Modifying Old Fonts In The Name Of Baseball

Baseball is in full swing again, and having recently accepted a position with Major League Baseball, [Ty Porter] is warming up with a big contribution to the MLB LED Scoreboard project — modifying 20-some old fonts to support baseball’s ‘ꓘ’ character that indicates a special strikeout with a called third strike (meaning the batter didn’t take a swing).

The problem is that Major League Baseball-the-entity recently deprecated the original data source for the scoreboard project. This called for a huge refactor of the codebase, including previously-patched fonts which were now showing either the font’s default no-character character, or nothing at all.

Fortunately, BDF font files are fairly human-readable and make reference to bitmap, which is an actual bitmap in hex. [Ty] settled on Unicode A4D8 (ꓘ), a character from the Tibeto-Burman language Lisu that certainly looks good enough to this baseball fan. Then it became a matter of mirroring the bitmap for ‘K’. [Ty] tried a few things like reversing the nibbles and looking up each one in a table, but that also mirrors the padding, which is bad news.

Then he tried not reversing the nibbles and just looked them up in a table, but this approach dropped and added bits unintentionally. Finally, he tried reversing the order, looking up the reversed nibble, and shifting each byte until there was no padding. This worked for most of the 20 fonts [Ty] patched. The others fell in line with some manual work.
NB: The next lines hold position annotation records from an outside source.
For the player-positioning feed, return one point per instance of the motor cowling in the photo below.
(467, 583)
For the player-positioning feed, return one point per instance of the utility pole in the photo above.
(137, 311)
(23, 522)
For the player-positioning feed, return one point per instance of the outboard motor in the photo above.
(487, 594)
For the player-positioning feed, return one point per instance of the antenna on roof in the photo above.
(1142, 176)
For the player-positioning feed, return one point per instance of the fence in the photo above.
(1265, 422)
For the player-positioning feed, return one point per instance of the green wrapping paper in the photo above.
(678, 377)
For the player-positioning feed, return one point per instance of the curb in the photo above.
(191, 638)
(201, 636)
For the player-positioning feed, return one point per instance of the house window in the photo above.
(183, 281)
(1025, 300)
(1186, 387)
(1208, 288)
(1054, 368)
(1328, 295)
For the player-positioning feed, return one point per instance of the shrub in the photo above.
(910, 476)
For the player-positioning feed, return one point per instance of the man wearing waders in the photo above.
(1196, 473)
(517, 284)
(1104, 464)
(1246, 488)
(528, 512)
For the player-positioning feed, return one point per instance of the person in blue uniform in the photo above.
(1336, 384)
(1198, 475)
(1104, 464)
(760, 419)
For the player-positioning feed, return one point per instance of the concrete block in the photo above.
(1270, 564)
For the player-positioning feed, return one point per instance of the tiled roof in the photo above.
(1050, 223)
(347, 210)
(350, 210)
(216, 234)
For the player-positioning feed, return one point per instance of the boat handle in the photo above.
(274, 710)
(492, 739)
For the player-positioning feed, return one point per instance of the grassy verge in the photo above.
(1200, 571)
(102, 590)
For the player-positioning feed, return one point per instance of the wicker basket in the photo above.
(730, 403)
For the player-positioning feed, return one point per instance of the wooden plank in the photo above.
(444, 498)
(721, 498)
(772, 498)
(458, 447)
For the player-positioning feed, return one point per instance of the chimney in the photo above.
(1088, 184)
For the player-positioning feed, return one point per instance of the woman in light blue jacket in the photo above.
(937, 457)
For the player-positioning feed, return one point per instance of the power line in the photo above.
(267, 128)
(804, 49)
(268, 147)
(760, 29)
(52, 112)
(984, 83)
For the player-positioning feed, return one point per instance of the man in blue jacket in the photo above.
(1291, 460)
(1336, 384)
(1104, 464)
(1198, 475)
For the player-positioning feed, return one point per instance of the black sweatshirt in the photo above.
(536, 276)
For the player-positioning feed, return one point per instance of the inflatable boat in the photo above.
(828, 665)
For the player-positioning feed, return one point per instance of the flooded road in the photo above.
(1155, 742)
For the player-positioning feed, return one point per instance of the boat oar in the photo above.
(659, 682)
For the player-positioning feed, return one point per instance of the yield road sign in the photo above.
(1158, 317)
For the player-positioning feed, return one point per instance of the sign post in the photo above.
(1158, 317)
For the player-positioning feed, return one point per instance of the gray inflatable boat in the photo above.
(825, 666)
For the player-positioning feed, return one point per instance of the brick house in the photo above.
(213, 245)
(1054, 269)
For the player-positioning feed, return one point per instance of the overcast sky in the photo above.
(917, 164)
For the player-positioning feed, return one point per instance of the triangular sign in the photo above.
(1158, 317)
Not much of a baseball fan? You’re almost guaranteed to like this one, especially if you hate mayo.

4 thoughts on “Modifying Old Fonts In The Name Of Baseball

  1. Nice short and sweet story.

    A little trick I use for variable width bitmap fonts is logical OR all rows together into a single byte, then check if the rightmost bit is a 0 (padding), and right shift it. By keeping count of the shifts, you get the width of the character. You could also check for left padding as well this way, doing all rows in a single check.

    I never got to the next step of kerning, which is when a character tucks under the previous like a couple of forward slashes.